Gender research seeks to reconfigure disciplines, institutions and, ultimately, society. To these ends, the Clayman Institute harnesses the intellectual energies of our 160 affiliated faculty members from across Stanford’s seven schools and SLAC. Our Faculty Research Fellowship Program drives intellectual and social innovation by bringing together scholars from as near to home as the Terman Engineering Center and as far afield as South Africa’s national parks. Our Graduate Dissertation Fellowship Program has trained 100 students in gender research since its creation in 1994. Our Art at the Institute engages with contemporary gender issues and currently features Transfigurations, an exhibit of photos exploring the experience of transgendered people. Our in-house sponsored research examines topics basic to academia and industry. We are currently running three studies: One analyzes academic couple hiring at 13 leading research universities nationwide; and two others seek to understand how gender dynamics shape innovation in Silicon Valley, which in turn influences how we work and live. Finally, the Clayman Institute sponsors and co-sponsors lectures and documentary films on topics ranging from “Identity Politics and the Presidential Election” to “Same-Sex Desire and Union in China.”

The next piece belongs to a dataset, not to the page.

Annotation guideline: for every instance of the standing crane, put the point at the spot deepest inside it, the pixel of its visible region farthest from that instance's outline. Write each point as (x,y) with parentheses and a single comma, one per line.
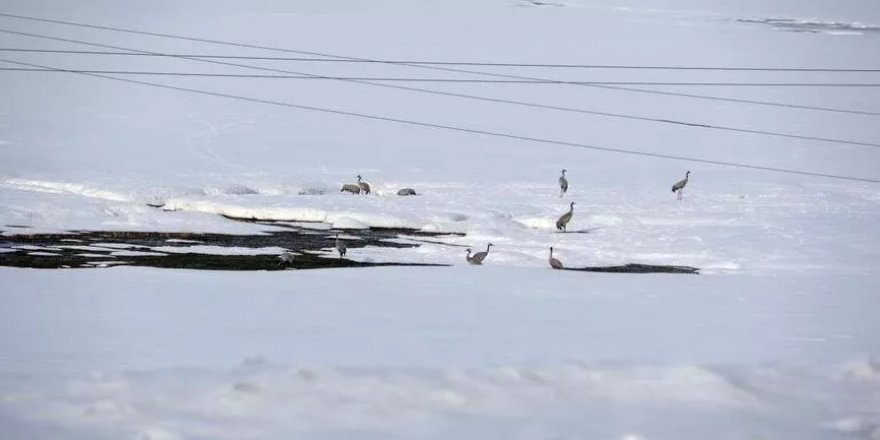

Gender, then, is more than an academic study; it is a social system. Effecting cultural change requires foundational research, good communications and political action. Gender research can best contribute to that process by developing interdisciplinary methodologies to enhance knowledge across all fields, from the humanities to the physical sciences, engineering and beyond. It is intriguing that sciences such as biomedicine and biology, where gender analysis has flourished, have relatively high numbers of women in their ranks. In these fields, as elsewhere, the use of interdisciplinary gender methods has sparked creativity by identifying vital new questions for research. Can we afford to ignore such opportunities?